Schroeder T
Neurol Res. 1986 Dec;8(4):231-6. doi: 10.1080/01616412.1986.11739760.
Cerebral blood flow (CBF), measured with a mobile 10 detector unit and non-invasive Xenon-133 technique, was investigated before and after cerebral vasodilation with acetazolamide (Diamox) in 78 patients prior to carotid endarterectomy. The change in side-to-side CBF asymmetry from baseline to Diamox study, the Diamox asymmetry enhancement, was compared with the intraoperatively measured cerebral perfusion pressures. Asymmetry enhancement exceeded the methodological variation in 14 patients, 13 of whom had a perfusion pressure below 65 mmHg. Insignificant asymmetry enhancement was found in 64 patients: 52 with unilateral and 12 with bilateral disease. Of these two and four patients, respectively, had perfusion pressures below 65 mmHg. Enhancement of CBF asymmetry following a potent cerebral vasodilator stimulus is a reliable predictor, in unilateral carotid artery disease, of critically reduced cerebral perfusion pressure.

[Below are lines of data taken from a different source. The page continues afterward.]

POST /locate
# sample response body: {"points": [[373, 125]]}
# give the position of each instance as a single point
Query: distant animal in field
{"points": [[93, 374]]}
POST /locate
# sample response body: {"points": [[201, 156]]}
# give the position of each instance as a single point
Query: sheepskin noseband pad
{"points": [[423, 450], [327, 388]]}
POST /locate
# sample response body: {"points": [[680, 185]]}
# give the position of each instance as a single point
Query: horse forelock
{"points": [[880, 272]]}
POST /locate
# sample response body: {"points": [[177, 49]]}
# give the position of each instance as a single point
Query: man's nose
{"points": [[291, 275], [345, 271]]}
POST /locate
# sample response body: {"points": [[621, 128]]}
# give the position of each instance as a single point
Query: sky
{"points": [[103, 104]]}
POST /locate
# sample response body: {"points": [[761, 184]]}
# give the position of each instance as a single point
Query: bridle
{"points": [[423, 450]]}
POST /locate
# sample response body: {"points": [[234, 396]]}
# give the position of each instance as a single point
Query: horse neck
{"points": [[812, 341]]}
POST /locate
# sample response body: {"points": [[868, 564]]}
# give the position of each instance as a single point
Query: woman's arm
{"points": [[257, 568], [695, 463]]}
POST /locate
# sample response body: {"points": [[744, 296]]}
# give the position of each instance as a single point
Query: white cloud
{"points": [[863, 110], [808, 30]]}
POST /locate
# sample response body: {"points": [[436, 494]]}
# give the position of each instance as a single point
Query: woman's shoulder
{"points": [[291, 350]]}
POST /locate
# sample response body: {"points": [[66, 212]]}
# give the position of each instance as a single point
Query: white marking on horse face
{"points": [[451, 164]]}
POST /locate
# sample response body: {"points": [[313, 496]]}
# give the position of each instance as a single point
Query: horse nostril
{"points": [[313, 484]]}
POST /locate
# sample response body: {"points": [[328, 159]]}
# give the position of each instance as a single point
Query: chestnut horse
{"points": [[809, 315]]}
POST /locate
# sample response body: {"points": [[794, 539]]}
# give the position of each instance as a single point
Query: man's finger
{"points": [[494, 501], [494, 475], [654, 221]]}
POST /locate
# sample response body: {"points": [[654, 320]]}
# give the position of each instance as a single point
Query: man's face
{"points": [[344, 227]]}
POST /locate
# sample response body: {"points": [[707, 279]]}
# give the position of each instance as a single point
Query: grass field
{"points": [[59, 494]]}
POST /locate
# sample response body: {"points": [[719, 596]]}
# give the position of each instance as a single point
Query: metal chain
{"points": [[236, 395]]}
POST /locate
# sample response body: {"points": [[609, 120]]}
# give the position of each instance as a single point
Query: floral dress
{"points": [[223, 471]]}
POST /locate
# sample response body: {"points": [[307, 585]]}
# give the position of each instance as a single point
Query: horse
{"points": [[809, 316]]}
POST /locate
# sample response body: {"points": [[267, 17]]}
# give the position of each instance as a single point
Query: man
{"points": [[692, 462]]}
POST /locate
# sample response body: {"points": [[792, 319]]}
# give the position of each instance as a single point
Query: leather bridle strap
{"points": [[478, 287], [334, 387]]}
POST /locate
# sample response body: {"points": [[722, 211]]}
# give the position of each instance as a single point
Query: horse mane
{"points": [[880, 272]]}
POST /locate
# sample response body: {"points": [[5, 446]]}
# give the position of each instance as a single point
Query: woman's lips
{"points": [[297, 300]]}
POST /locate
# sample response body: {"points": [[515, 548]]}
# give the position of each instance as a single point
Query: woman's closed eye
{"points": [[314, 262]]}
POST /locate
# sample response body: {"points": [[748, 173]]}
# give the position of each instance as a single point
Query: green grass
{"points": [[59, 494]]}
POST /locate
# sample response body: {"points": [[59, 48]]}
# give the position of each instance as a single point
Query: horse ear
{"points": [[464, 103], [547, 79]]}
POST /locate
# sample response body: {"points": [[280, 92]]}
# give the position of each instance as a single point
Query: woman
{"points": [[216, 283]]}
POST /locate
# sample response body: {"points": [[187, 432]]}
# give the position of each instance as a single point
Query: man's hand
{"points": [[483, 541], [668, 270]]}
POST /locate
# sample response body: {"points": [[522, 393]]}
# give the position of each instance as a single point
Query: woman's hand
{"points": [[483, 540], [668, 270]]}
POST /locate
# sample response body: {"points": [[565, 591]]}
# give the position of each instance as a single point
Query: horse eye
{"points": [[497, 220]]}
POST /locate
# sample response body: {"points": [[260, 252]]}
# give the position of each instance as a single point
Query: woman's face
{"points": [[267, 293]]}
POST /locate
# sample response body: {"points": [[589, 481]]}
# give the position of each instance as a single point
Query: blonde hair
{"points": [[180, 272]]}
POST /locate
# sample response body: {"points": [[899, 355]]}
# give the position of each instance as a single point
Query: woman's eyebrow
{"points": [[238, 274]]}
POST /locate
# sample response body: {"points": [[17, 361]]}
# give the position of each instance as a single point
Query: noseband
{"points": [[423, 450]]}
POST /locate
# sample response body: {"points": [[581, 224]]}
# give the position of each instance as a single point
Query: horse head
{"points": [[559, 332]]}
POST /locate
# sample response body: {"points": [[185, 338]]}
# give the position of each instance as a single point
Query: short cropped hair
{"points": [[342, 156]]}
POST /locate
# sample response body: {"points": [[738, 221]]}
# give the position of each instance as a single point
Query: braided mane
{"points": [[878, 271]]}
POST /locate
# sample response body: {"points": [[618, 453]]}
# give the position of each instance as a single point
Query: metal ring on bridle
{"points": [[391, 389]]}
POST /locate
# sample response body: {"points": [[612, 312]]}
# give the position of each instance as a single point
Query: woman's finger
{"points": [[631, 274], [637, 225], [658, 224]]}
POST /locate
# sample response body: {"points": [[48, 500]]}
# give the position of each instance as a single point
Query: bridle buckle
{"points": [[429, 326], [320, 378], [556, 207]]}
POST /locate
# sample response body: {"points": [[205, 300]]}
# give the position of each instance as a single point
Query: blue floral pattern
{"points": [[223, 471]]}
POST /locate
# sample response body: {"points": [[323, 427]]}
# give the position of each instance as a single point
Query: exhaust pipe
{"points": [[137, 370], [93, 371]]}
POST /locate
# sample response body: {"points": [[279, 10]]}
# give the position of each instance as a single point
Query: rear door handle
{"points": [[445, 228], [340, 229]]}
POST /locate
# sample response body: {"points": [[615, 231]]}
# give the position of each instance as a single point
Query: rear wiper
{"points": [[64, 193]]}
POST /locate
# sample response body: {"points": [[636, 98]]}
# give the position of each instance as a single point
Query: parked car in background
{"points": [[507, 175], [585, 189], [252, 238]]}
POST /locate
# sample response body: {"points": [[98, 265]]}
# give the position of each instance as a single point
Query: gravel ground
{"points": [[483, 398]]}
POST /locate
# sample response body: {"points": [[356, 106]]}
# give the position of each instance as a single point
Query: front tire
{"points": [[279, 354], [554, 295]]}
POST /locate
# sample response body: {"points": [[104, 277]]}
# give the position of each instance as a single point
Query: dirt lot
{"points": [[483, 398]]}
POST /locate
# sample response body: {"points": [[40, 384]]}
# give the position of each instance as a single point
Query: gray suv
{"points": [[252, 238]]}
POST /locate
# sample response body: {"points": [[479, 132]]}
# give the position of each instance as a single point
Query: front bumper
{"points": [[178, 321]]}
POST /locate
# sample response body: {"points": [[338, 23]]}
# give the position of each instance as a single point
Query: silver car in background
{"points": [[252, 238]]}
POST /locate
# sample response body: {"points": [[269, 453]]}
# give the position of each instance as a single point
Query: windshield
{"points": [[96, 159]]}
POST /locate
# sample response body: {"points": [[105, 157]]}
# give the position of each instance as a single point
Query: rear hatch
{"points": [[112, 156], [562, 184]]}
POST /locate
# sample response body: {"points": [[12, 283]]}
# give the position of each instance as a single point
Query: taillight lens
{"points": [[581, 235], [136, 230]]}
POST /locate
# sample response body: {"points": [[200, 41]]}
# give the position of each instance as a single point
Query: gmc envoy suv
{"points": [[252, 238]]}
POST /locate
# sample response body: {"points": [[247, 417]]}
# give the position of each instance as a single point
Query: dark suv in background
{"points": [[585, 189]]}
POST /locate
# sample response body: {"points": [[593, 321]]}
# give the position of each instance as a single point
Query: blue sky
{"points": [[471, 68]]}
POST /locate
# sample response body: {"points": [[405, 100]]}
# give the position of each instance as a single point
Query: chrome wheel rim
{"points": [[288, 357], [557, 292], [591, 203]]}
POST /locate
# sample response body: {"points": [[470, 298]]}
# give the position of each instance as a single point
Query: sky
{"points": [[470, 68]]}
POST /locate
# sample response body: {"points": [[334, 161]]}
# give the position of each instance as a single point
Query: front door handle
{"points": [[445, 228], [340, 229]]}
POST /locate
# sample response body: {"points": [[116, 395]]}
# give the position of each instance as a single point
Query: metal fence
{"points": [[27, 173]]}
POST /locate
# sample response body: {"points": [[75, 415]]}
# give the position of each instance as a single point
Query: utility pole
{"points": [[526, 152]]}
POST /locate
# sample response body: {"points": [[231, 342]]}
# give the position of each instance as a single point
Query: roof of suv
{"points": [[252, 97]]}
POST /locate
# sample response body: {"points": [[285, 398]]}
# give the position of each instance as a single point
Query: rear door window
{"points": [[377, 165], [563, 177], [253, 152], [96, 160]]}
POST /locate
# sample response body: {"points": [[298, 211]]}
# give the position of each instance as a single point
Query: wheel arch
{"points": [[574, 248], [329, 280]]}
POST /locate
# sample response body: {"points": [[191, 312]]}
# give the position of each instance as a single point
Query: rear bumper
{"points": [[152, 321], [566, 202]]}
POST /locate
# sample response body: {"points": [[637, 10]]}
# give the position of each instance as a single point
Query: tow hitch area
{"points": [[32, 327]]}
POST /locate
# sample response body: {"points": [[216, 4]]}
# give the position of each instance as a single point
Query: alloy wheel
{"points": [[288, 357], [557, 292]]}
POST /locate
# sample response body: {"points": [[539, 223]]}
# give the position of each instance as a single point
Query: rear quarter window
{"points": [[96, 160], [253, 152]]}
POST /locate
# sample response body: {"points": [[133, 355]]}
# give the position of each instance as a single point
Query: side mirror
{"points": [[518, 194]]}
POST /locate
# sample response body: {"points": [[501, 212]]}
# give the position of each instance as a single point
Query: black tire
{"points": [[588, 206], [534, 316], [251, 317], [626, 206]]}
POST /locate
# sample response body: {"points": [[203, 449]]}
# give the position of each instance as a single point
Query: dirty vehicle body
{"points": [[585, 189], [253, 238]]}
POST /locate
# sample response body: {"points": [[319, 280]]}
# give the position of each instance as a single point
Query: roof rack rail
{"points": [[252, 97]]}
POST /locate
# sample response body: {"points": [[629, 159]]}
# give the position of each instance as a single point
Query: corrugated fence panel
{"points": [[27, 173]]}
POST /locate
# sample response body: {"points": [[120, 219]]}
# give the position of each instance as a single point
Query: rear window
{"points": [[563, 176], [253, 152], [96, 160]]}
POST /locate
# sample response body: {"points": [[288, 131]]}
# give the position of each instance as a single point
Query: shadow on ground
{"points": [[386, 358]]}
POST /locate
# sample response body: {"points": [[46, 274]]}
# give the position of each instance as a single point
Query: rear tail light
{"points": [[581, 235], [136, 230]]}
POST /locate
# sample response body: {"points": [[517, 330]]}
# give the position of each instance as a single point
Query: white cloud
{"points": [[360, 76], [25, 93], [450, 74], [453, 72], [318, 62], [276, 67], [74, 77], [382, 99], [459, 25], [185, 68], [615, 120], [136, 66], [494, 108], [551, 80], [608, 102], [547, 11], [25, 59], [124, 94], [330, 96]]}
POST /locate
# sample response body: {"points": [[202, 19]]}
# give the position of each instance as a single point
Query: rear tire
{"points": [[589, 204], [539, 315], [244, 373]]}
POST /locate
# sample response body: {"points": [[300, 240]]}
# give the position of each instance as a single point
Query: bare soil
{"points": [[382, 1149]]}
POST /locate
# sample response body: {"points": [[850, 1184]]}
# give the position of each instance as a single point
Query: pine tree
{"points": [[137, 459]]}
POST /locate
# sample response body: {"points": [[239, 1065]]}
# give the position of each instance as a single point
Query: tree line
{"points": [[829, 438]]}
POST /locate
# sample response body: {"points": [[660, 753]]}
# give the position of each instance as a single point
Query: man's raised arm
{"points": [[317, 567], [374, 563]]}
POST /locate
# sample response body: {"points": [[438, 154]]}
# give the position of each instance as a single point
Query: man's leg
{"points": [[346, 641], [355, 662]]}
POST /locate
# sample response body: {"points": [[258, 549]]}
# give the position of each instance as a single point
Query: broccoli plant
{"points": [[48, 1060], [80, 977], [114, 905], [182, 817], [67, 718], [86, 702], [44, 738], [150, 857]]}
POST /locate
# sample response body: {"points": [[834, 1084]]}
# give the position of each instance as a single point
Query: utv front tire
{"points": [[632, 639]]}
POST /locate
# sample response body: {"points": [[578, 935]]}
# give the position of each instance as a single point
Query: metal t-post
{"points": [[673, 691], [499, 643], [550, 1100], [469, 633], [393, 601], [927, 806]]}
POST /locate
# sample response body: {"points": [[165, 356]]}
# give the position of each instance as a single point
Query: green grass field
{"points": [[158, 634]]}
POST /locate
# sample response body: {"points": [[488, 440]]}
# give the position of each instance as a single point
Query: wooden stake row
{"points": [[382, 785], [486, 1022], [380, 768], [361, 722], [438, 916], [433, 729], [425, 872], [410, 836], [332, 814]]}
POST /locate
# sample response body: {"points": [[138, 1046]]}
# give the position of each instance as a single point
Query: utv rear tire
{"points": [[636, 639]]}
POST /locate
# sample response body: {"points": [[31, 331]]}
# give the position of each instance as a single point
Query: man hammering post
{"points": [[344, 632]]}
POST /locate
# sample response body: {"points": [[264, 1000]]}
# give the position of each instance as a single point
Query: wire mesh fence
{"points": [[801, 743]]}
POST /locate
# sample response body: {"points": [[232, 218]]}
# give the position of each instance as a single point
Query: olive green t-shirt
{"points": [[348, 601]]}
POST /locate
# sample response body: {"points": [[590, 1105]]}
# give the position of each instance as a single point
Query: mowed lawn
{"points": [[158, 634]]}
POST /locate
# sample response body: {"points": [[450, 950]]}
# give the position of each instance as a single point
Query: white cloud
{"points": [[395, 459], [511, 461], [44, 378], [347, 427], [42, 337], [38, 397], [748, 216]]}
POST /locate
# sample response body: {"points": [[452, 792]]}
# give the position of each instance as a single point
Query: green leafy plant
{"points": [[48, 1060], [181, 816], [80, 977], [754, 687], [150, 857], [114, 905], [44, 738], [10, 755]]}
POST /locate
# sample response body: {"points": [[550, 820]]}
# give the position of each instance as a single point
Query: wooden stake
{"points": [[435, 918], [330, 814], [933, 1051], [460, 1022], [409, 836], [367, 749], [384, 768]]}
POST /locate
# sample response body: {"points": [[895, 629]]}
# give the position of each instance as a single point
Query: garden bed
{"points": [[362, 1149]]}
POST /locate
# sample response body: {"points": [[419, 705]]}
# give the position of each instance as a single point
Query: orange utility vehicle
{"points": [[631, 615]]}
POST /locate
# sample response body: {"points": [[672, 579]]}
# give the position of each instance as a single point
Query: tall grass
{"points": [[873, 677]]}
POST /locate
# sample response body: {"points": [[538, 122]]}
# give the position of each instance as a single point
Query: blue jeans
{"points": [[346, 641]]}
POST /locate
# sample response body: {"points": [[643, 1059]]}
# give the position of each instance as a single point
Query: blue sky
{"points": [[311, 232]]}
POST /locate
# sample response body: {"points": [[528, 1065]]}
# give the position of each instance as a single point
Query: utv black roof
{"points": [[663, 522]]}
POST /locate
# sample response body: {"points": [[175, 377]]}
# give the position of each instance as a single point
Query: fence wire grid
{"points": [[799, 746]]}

在78例拟行颈动脉内膜切除术的患者中,使用移动式10探测器单元和非侵入性氙-133技术测量脑血流量(CBF),并在使用乙酰唑胺(醋氮酰胺)进行脑血管扩张前后进行研究。比较从基线到醋氮酰胺研究期间左右脑血流量不对称性的变化,即醋氮酰胺不对称性增强,并与术中测量的脑灌注压进行比较。14例患者的不对称性增强超过了方法学变异,其中13例患者的灌注压低于65 mmHg。64例患者发现不对称性增强不显著:52例为单侧疾病,12例为双侧疾病。这两组患者中分别有2例和4例患者的灌注压低于65 mmHg。在单侧颈动脉疾病中,强效脑血管扩张剂刺激后脑血流量不对称性增强是脑灌注压严重降低的可靠预测指标。